RUN julia -e 'using Pkg; Pkg.add("AWSClusterManagers")'
COPY demo.jl .

CMD ["julia demo.jl"]

Now build the docker file with:

docker build -t 000000000000.dkr.ecr.us-east-1.amazonaws.com/demo:latest .

Pushing to ECR

Now we want to get our docker image on ECR. Start by logging into the ECR service (this assumes your have awscli configured with the correct permissions):

$(aws ecr get-login --region us-east-1)

Now you should be able to push the image to ECR:

docker push 000000000000.dkr.ecr.us-east-1.amazonaws.com/demo:latest

Registering a Job Definition

Let's register a job definition now.

NOTE: Registering a batch job requires the ECR image (see above) and an IAM role to apply to the job.

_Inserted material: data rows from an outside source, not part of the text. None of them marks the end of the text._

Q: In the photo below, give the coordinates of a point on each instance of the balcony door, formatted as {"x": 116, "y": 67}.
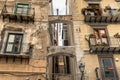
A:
{"x": 108, "y": 70}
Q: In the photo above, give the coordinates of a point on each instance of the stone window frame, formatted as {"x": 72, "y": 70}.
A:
{"x": 6, "y": 37}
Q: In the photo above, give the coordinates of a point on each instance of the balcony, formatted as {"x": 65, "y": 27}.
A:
{"x": 93, "y": 0}
{"x": 61, "y": 49}
{"x": 58, "y": 76}
{"x": 24, "y": 54}
{"x": 108, "y": 71}
{"x": 98, "y": 15}
{"x": 109, "y": 44}
{"x": 9, "y": 15}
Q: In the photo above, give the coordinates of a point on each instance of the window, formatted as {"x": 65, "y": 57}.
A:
{"x": 22, "y": 8}
{"x": 61, "y": 64}
{"x": 100, "y": 37}
{"x": 13, "y": 43}
{"x": 108, "y": 68}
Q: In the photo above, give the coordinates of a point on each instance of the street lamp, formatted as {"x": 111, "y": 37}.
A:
{"x": 82, "y": 68}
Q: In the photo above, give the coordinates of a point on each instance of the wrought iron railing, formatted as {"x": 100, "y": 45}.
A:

The AWSBatchManager requires that the IAM role have access to the following operations:

  • batch:SubmitJob
  • batch:DescribeJobs
  • batch:DescribeJobDefinitions

Example)

aws batch register-job-definition --job-definition-name aws-batch-demo --type container --container-properties '
{
    "image": "000000000000.dkr.ecr.us-east-1.amazonaws.com/demo:latest",
    "vcpus": 1,
    "memory": 1024,
    "jobRoleArn": "arn:aws:iam::000000000000:role/AWSBatchClusterManagerJobRole",
    "command": ["julia", "demo.jl"]
}'

NOTE: A job definition only needs to be registered once and can be re-used for multiple job submissions.

Submitting Jobs

Once the job definition has been registered we can then run the AWS Batch job. In order to run a job you'll need to setup a compute environment with an associated a job queue:

aws batch submit-job --job-name aws-batch-demo --job-definition aws-batch-demo --job-queue aws-batch-queue

Running AWSBatchManager Locally

While it is generally preferable to run the AWSBatchManager as a batch job, it can also be run locally. In this case, worker batch jobs would be submitted from your local machine and would need to connect back to your machine from Amazon's network. Unfortunately, this may result in networking bottlenecks if you're transferring large amounts of data between the manager (you local machine) and the workers (batch jobs).

Batch Workers

As with the previous workflow, the client machine on the left begins by pushing a docker image to ECR (so the workers have access to the same code) and registers a job definition (if one doesn't already exist). The client machine then runs julia demo.jl as the cluster manager which immediately submits 4 batch jobs (JobIDs: 4636723, 3957289, 8650218 and 7931648) to function as its workers. The client machine waits for the worker machines to come online. Once the workers are available the remainder of the script sees them as ordinary julia worker processes (identified by the integer pid values shown in parentheses) for the remainder of the program execution.

NOTE: Since the AWSBatchManager is not being run from within a batch job we need to give it some extra parameters when we create it.

mgr = AWSBatchManager(
    4,
    definition="aws-batch-worker",
    name="aws-batch-worker",
    queue="aws-batch-queue",
    region="us-west-1",
    timeout=5
)